Vilayat Khan died on 13 March 2004 in Mumbai at age 75. The Press Trust of India reported that Vilayat Khan had lung cancer, diabetes, and hypertension. Among his survivors were his wife, two daughters, and two sons Shujaat Khan and Hidayat Khan, who are also sitar players.

NDTV (New Delhi Television) reportedly quoted the prime minister of India, Atal Bihari Vajpayee, saying this in a statement, "Ustad Vilayat Khan was a child prodigy to whom goes the credit of taking the sitar beyond the shores of this country."
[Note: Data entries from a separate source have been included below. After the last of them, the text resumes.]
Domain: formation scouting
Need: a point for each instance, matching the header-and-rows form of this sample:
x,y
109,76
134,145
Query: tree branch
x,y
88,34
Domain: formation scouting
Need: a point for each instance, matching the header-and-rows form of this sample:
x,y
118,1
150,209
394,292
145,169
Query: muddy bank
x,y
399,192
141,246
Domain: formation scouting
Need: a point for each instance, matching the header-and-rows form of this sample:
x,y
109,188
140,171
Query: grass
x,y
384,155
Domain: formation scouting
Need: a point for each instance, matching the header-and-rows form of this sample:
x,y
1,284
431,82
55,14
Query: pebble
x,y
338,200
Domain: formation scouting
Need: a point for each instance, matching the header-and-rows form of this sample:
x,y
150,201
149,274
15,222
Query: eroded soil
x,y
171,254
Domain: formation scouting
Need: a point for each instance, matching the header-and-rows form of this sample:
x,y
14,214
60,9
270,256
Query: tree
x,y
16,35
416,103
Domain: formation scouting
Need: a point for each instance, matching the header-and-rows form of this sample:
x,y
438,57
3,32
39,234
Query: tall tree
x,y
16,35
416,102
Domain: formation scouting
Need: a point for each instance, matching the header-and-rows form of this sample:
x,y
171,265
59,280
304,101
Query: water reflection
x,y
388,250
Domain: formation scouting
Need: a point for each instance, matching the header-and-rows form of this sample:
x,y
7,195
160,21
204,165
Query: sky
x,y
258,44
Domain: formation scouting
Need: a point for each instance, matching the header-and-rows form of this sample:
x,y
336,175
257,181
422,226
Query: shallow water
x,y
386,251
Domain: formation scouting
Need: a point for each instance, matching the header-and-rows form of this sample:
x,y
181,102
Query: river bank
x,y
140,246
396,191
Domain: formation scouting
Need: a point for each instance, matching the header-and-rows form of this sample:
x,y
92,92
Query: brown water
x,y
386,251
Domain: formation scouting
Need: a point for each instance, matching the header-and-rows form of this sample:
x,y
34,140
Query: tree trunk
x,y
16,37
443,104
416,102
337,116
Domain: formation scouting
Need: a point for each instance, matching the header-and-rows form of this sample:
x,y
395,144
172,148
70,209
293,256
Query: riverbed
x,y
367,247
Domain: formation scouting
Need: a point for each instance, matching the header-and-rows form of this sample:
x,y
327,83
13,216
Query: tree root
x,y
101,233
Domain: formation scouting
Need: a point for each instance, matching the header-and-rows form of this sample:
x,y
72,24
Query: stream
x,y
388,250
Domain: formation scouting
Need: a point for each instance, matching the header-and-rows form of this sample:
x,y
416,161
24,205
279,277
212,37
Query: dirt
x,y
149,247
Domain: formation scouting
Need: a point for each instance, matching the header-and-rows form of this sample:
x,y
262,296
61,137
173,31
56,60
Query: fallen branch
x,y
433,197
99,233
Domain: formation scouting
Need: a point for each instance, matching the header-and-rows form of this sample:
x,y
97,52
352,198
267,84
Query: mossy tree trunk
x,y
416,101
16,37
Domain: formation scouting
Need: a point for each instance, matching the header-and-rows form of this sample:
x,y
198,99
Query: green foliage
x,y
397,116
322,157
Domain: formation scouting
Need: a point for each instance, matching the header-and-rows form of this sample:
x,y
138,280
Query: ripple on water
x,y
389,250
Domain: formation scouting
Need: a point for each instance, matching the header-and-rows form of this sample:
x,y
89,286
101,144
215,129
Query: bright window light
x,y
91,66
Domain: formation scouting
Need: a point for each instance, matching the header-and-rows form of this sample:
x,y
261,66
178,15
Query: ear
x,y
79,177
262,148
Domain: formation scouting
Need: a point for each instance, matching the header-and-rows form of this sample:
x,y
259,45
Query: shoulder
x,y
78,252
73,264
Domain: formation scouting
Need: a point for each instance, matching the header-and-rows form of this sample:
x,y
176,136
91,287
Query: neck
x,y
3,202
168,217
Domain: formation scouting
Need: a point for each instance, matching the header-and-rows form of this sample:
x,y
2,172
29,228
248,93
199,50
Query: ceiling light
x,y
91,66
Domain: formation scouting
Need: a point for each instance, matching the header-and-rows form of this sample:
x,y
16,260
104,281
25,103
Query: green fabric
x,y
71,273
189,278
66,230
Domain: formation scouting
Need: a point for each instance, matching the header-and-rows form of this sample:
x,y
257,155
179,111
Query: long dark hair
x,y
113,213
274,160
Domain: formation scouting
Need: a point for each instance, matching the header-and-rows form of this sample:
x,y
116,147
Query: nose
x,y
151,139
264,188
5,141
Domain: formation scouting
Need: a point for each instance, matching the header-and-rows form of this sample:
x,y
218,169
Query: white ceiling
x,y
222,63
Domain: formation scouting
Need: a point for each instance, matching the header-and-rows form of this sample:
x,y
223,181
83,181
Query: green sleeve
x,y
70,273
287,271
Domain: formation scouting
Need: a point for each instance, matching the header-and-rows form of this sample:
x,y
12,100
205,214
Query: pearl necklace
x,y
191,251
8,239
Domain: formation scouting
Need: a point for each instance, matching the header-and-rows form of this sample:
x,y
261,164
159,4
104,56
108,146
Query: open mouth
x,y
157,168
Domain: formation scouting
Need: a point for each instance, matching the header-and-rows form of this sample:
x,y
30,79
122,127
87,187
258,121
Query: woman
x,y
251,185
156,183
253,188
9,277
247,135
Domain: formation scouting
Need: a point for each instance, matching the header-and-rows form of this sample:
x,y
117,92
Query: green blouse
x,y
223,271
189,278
In September 2014, a postage stamp featuring Khan was released by India Post commemorating his contributions.

According to The Hindu newspaper, "As for the eternal question, who is the greatest of them all, it would appear that there are many greats and there is Vilayat Khan", "... an artist who had transformed his instrument to resemble the human voice".

==Selected discography==
- Primary artist
- India's Master of the Sitar (1969, Capitol/EMI)
- Contributing artist
- The Rough Guide to the Music of India and Pakistan (1996, World Music Network)
- When Time Stood Still with Kishan Maharaj (2006, Navras).

==Footnotes==
 He kept his childhood interest in vocal music all his life, often singing in concerts, and composed khyal bandishes using the pen name Nath Piya.